“I was sitting at a lunch table a couple weeks ago when a former friend of mine came out and blatantly and jokingly said, ‘I would kill myself if I were gay.’ Everyone at this table knew I was homosexual. For this former friend of mine to say something like that really bothered me,” Champaign Central sophomore Scott Best said.
This is the story of Champaign Central High School sophomore Scott Best and for him it’s a story that hits home.
“For a week I didn’t do anything about it but as I kept coming into school and seeing his face. I just couldn’t let it slide or let him get away with it so I went and reported it. I couldn’t let something like that keep going on, he needed to know that it was not okay.”
For many days, Scott kept thinking about what his friend had said to him.
“I never returned to the lunch table. Less than a day after I reported the incident, I began hearing claims from a friend of mine that people were giving me crap about it. Then a few days later people started coming up to me and saying stuff to my face.”
Scott Best felt terrible. He thought that his friends would understand. He thought that they would understand his side of the story. They just thought it was funny and that hurt him.

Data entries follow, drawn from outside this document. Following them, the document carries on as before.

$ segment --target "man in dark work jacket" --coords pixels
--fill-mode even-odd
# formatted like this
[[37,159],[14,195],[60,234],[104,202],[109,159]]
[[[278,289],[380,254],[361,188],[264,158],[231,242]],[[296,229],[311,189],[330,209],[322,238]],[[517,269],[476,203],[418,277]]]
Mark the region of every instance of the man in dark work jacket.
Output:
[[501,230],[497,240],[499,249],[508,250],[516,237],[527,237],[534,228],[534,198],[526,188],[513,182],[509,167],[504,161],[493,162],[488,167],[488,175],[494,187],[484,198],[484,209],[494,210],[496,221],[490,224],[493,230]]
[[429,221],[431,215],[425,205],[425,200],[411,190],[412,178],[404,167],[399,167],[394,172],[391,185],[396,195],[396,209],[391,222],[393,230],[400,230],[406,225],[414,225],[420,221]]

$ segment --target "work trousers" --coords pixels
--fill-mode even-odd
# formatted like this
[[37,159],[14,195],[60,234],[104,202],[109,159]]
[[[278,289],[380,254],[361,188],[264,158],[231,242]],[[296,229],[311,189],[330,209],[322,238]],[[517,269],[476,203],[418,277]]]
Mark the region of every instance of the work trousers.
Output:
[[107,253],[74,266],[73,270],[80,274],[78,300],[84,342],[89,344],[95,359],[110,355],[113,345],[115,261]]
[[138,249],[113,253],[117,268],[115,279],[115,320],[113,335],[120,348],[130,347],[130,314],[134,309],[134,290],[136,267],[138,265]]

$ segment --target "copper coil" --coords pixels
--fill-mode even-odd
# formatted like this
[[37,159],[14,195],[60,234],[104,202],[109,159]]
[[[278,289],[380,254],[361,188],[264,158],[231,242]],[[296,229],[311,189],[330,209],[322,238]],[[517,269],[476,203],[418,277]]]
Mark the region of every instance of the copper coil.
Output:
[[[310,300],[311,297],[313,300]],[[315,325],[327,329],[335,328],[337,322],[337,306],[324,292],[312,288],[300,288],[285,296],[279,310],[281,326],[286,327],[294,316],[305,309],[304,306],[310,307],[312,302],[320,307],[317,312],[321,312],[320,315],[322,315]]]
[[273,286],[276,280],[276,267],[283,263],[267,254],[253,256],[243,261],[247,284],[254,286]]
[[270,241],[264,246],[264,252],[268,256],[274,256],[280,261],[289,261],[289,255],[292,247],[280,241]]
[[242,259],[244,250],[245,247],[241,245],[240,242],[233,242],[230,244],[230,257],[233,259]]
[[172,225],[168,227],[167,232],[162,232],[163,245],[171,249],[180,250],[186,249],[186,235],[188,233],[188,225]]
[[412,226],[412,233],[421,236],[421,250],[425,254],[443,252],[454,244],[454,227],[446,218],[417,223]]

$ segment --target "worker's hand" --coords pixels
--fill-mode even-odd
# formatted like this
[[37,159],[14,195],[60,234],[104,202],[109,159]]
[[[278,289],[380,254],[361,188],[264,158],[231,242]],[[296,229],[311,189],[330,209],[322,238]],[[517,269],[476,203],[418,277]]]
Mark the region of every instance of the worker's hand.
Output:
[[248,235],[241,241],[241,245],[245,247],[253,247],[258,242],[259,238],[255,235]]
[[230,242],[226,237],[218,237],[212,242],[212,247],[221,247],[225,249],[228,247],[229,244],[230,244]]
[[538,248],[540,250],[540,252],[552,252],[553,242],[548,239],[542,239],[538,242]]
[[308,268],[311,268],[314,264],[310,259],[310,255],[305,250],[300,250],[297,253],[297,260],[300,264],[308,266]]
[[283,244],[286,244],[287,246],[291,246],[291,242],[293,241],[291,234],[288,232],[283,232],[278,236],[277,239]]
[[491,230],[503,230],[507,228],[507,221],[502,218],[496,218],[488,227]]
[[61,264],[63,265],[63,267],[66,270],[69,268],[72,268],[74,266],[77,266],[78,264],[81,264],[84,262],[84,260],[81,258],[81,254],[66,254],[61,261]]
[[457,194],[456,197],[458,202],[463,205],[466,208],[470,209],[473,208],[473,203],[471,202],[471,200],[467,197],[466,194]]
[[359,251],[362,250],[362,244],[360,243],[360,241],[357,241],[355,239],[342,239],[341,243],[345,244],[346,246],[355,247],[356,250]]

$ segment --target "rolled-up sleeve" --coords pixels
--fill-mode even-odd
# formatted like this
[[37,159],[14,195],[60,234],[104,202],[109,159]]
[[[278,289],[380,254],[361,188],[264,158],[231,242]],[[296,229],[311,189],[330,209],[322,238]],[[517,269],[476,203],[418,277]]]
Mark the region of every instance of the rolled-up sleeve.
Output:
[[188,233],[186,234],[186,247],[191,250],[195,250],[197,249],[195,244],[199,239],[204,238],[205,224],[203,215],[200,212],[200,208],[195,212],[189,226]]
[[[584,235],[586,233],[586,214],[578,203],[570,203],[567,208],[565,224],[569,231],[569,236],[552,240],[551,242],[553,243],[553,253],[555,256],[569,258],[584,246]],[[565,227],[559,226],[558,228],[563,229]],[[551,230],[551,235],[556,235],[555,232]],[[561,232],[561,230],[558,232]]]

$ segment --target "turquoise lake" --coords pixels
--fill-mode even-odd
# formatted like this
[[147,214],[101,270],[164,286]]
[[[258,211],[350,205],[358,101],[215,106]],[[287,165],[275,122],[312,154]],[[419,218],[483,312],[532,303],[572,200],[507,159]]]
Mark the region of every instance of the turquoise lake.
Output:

“This went on for several weeks, I was given crap about it from people who didn’t even know who I was.”
Scott was harassed as he was walking through the hallways by people who barely spoke to him. He was being bullied all because he went and reported what happened.
“The scary part of it all was that the group that was at the table and the people that were giving me crap about it didn’t know the whole story.”
Having the feeling that he was in the wrong made Scott feel like he could only trust certain friends and that these people were just not the type of people he should be around.
“This former friend of mine made it seem like I did all the bad things and he did nothing and I just reported it for no reason. They just sided with him because they thought it was a joke and that I needed to take it as such. In my opinion you should not joke about something like that at all,” Scott said.
He feels as if that whole group was just against him despite knowing that he was gay, and despite realizing or understanding how it could affect his feelings and him on a personal level.
“The school didn’t do as much as they should have they just gave the kid a warning like that was going to change anything and the school expected him to take the warning seriously.”
For Scott personally he believes that schools should do something more about this, he believes that a warning is not enough.
“A warning does not stop them from saying it a second time cause they can deeply offend and insult people who relate to it on a personal level,” Scott said.
He thinks action needs to be taken.
“Lay out the consequences. Make it clear to them that what they said was unacceptable and make sure they know that their actions have consequences.
Scott’s story of harassment has made him reflect on how LGBTQ students are treated in high school.
“People who have a different sexual orientation than the norm are ridiculed and harassed and bullied everyday for something that they themselves can’t control it gets so bad that some of them do take their own life and that’s just sad bullying someone to the point where they feel like taking their life is the only option it’s just not right,” Scott said.
For Scott, people don’t understand.
“People don’t know what it’s like to be in my shoes.”